Compute $\sum_{j=1}^k\cos^n(j\pi/k)\sin(nj\pi/k)$ Compute the series
$\sum_{j=1}^k\cos^n(j\pi/k)\sin(nj\pi/k)$
Hint: the answer is in fact 0
 A: Recall that $\cos(x)=(e^{ix}+e^{-ix})/2$ and $\sin(x)=(e^{ix}-e^{-ix})/2i$, so your sum can be rewritten as
$$\sum_{j=1}^k\biggl[\frac{e^{j\pi i/k}+e^{-j\pi i/k}}2\biggr]^n\,\biggl[\frac{e^{nj\pi i/k}-e^{-nj\pi i/k}}{2i}\biggr]\,.$$
Applying binomial theorem on the first factor (of each summand) your sum becomes
$$\begin{align*}
&\,\frac1{2^{n+1}i}\sum_{j=1}^k\sum_{r=0}^n\binom nr\bigl(e^{j\pi i/k}\bigr)^r\bigl(e^{-j\pi i/k}\bigr)^{n-r}\,\bigl[e^{nj\pi i/k}-e^{-nj\pi i/k}\bigr]\\[2mm]

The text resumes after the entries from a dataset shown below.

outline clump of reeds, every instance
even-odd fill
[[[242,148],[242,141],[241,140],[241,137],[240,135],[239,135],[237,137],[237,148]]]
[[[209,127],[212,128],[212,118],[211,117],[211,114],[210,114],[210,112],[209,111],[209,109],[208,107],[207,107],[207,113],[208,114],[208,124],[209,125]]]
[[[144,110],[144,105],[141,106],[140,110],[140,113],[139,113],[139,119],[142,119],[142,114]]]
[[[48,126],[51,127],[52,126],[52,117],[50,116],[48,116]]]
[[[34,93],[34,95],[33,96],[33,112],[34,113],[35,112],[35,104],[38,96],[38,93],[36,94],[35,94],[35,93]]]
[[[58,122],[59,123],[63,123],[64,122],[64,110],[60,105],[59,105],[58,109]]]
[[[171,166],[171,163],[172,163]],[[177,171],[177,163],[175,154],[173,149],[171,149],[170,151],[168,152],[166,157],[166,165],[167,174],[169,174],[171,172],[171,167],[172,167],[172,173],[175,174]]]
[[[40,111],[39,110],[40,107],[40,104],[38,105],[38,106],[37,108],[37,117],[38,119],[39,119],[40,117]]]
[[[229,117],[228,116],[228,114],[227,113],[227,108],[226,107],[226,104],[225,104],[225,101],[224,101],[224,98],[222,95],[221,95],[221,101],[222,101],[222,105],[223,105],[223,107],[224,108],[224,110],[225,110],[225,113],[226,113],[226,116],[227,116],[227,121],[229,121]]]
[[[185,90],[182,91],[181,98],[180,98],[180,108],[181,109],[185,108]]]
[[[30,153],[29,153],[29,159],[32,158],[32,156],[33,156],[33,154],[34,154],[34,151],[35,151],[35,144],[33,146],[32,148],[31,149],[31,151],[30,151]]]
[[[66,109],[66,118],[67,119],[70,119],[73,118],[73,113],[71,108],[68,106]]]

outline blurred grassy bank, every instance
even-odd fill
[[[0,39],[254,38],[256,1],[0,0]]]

&\,\frac1{2^{n+1}i}\sum_{r=0}^n\binom nr\sum_{j=1}^k\bigl[e^{2rj\pi i/k}-e^{2j(r-n)\pi i/k}\,\bigr]\,.
\end{align*}$$
Now $\sum_{j=1}^ke^{2rj\pi i/k}$ is the sum of a geometric progression, with sum equals to 
$$e^{2r\pi i/k}\frac{e^{2rk\pi i/k}-1}{e^{2r\pi i/k}-1}=0\,,$$
because $e^{2r\pi i}=1$; similarly,
$$\sum_{j=1}^ke^{2j(r-n)\pi i/k}=e^{2(r-n)\pi i/k}\frac{e^{2(r-n)k\pi i/k}-1}{e^{2(r-n)\pi i/k}-1}=0\,,$$
and so all the inner summands above are equal to $0$.
A: Hint: by symmetry $\sum (\zeta+\zeta^{-1})^n\zeta^n=\sum (\zeta+\zeta^{-1})^n\zeta^{-n}$ as $\zeta$ is summed over the $k$th roots of $1$.